Trecho extraído de: LARANGEIRA, Álvaro Nunes. Mapeamento documental dos anos dourados de Hipólito José da Costa com a coroa portuguesa. In: INTERCOM - SOCIEDADE BRASILEIRA DE ESTUDOS INTERDISCIPLINARES DE COMUNICAÇÃO, XXXIII Congresso Brasileiro de Ciências da Comunicação, Caxias do Sul, 2 a 6 de Setembro de 2010.

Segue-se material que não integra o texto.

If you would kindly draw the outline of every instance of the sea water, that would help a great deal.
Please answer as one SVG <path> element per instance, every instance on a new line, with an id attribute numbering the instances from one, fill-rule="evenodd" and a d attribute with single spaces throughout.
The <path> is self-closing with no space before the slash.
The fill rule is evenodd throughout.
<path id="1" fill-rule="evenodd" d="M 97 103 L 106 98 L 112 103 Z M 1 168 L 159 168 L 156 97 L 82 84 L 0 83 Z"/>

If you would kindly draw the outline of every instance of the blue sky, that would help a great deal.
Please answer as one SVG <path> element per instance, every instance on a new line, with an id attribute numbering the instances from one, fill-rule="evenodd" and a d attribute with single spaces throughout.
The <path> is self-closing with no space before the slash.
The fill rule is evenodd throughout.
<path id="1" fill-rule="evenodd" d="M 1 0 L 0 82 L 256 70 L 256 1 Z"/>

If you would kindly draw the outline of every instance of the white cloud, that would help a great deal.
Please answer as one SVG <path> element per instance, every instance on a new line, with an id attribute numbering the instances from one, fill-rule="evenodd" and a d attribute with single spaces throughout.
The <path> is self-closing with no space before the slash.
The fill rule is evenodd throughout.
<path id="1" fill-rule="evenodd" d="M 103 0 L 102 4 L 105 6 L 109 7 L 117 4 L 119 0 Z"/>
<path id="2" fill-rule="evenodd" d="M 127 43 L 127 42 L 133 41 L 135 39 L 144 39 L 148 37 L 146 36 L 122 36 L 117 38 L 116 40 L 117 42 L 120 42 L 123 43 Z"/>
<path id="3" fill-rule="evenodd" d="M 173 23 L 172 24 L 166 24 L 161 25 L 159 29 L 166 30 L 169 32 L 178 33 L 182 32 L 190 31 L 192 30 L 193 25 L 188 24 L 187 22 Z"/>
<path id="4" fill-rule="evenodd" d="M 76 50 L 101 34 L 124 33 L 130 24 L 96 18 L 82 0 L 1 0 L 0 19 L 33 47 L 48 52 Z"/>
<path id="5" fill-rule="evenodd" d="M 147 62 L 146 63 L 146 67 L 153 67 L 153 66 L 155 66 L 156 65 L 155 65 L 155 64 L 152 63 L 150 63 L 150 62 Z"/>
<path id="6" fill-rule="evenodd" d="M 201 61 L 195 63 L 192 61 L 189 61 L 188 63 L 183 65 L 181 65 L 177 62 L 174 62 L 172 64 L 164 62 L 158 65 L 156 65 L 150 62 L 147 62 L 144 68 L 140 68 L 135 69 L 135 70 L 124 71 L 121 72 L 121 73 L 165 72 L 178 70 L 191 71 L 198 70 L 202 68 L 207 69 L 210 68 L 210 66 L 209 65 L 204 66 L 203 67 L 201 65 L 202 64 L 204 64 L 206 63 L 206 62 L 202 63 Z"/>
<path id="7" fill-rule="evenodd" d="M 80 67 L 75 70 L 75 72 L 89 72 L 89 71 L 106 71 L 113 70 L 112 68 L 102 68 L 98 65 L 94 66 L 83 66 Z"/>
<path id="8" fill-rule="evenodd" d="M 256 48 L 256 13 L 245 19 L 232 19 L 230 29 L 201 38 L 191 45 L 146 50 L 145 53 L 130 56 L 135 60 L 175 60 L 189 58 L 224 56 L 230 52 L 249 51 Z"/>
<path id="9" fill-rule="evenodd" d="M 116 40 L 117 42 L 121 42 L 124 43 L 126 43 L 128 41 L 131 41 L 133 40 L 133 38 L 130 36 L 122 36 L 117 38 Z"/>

"A história da história do Hipólito José da Costa remonta à segunda década do
século 18, quando em 18 de fevereiro de 1718, na Colônia do Sacramento,
desembarcaram 60 casais oriundos da região portuguesa Trás-os-Montes. Portugal
intensificava a colonização daquele protetorado encravado no estuário latino e razão das
freqüentes discórdias com a Espanha. Faziam parte do grupo Vicente Pereira e
Madalena Martins Pinto de Mesquita. Natural de São Pedro de Alfândega da Fé,
freguesia pertencente a Bragança, o casal teve onze filhos, sendo Ana Josefa Pereira de
Mesquita o último.
A caçula dos Pereira nasceu em 5 de setembro de 1741 e em Sacramento mesmo
casou em junho de 1773 com o militar fluminense – natural de Saquarema – Félix da
Costa Furtado de Mendonça. No ano seguinte, em março, dia 25, paria o primeiro dos
quatro filhos do casal, e em homenagem à irmã Luiza Hipólita de Almeida, falecida em
1771, batizou o primogênito como Hipólito. O menino ficou na terra natal por pouco
tempo.
Em 3 de junho de 1777 a Colônia de Sacramento capitulou diante do exército
espanhol. O general Pedro Seballos descumpriu a promessa de enviar todos os
moradores de Sacramento ao Rio de Janeiro e remeteu para Buenos Aires quem não
tivesse dinheiro para pagar a propina da viagem à capital do Brasil. Na capital platina,
dois meses depois, nasceu Felício, o primeiro irmão de Hipólito, e as famílias Costa e
Pereira ficaram sob o julgo espanhol até 1778, quando Portugal e Espanha colocaram
em prática o Tratado de Ildefonso e a delimitação territorial no sul da América. A
Colônia do Sacramento passou em definitivo para a Espanha, restando aos antigos
moradores as terras conturbadas do Continente de São Pedro.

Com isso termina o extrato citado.